Python Forum
Sort by the largest number of the same results (frequency) - Printable Version

+- Python Forum (https://python-forum.io)
+-- Forum: Python Coding (https://python-forum.io/forum-7.html)
+--- Forum: General Coding Help (https://python-forum.io/forum-8.html)
+--- Thread: Sort by the largest number of the same results (frequency) (/thread-25239.html)

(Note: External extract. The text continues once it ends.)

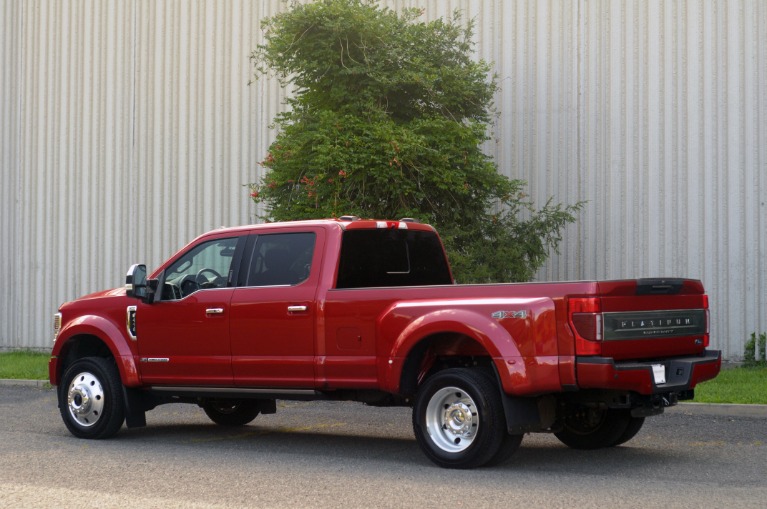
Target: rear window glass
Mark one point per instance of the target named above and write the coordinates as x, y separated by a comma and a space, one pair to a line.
377, 258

Sort by the largest number of the same results (frequency) - inlovewiththedj - Mar-24-2020

Hello

I have a sorting question
Now I’m using Notepad++ but it is difficult to sort in my way.

For example
I have few examples in random order

10AndrewJNVR
10Andrpt1Pf7
10Anuiot18g2
10Andrew1H54
10Andrew17yb
10Andre614uw
10Andr321EUb
10And48n1Q2K
10And1in15tA
10Andrew13gG
10An987ppKeP
10Andrew1Dom


How to sort text ie. in Notepad ++ (with python addon) like in bellow
at the very top after sorting there will be addressess with the names most often repeating or closest,
then subsequent, subsequent and subsequent ones as in the example below

So
How to sort to this way:



10Andrew1Dom
10Andrew1H54
10Andrew13gG
10Andrew17yb
10AndrewJNVR
10Andre614uw
10Andr321EUb
10Andrpt1Pf7
10And1in15tA
10And48n1Q2K
10Ana87ppKeP
10Anuiot18g2


RE: Sort by the largest number of the same results (frequency) - DPaul - Mar-25-2020

How do you know when to take all the letters and when not.
10Ana87ppKeP should come first ?

DPaul


RE: Sort by the largest number of the same results (frequency) - inlovewiththedj - Mar-25-2020

(Mar-25-2020, 04:49 PM)DPaul Wrote: How do you know when to take all the letters and when not.
10Ana87ppKeP should come first ?

DPaul

No, as You can see i need solution to find moast similar string so string with the most same characters
like
10Andrew1Dom
10Andrew1H54
10Andrew13gG
10Andrew17yb

then

10AndrewJNVR
10Andre614uw

and son on, so on


RE: Sort by the largest number of the same results (frequency) - DPaul - Apr-01-2020

Apart from the fact that i can think of better coding practices,
there is no simple way this can be done.

In my opinion, the reason is that you should sort on the
longest matching string (andrew1) to the smallest (an),
except you can't because they are hidden in the coded string.
If "an"... happens to be first you are going to have a lot of
matches, but you don't want the andrew1...to be included.
catch 22 if you ask me.

There is a possibility, but clumsy and elaborate. I have not worked it out.
What you could try:
for every entry in the list:
match the whole code with the other codes, write down the number of matches + length of the matchstring.
For that same code, take away the last position, do the same thing. [:-1]
Then take away the then last letter again, etc. until the len = 0
Then repeat the process for the second code, entc.
At the end you should be able to see what the longest len() with the most matches was.

Good luck
Paul